Candor is bandied about nowadays as a status symbol. But admitting to an affair is for mean people as far as I’m concerned. Admissions hurt people, and only those who look like Jeff Bezos and need to advertise go around fessing up. It used to be that when a man told a lover or a wife what he did with another it was called cruelty or kinkiness. Now it’s called sincerity. Invention, the withholding of information — even the fabrication of fact — make the object of that deceit more comfortable.

I think it was group therapy that encouraged the discussion of feelings and promoted the importance of shared experiences. Needless to say, these meetings were invented in America. I’d rather spend a day being quizzed by the Gestapo than take part in such a humiliating process. But that’s me. It has since evolved into a kind of demon principle that one should be open to everybody. Under the advice of some quack, reasonable people confess to having been naughty and the result has been a lot of broken relationships. (The Roman Catholics, very sensibly, confess to someone they can’t see.)

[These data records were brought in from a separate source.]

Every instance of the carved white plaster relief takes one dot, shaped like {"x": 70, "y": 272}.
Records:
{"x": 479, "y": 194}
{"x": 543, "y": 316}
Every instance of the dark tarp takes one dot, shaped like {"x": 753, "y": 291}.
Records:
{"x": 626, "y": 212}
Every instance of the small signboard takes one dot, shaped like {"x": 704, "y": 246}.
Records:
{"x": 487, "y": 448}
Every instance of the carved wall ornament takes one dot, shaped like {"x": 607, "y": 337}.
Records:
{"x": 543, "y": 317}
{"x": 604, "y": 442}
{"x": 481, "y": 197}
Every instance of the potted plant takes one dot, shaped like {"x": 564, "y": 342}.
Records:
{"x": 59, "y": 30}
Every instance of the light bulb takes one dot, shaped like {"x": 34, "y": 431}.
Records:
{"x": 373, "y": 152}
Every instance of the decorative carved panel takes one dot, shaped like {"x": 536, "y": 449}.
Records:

The sexual liberation of the 1960s, surprisingly, did nothing to lessen the pain of jealousy. And to bring things up to date about fooling around, a piece by Melanie McDonagh in the London Sunday Telegraph dealing with the subject of divorce in Westminster — in which she quotes Sarah Vine, who is now divorcing her ministerial husband Michael Gove: ‘Ministers are surrounded by people telling them how brilliant they are’ — hits the nail on the head. It also reminded us that ‘plain men are able to attract good-looking younger women given the benefit of power’. In other words, in real life ugliness plays a role. There are fewer chances to make whoopee and get caught if you have no power, no money and look like Bezos. It’s easier to remain faithful if you’re ugly, powerless and poor than if you are good-looking and well-off. It’s unfair, I know, but such is life.

America has become a jungle of screaming women and angry men. Everyone, it seems, is offended by something somebody said. Strictly unsolicited and tediously long-winded details about someone’s sex life can drive most people to drugs. In America, people spill the beans about their most intimate details even when not on drugs. Small talk was devised by the wise to escape such bores. Never admit, never bore, and everything will be hunky-dory. Such is my advice to the young and restless.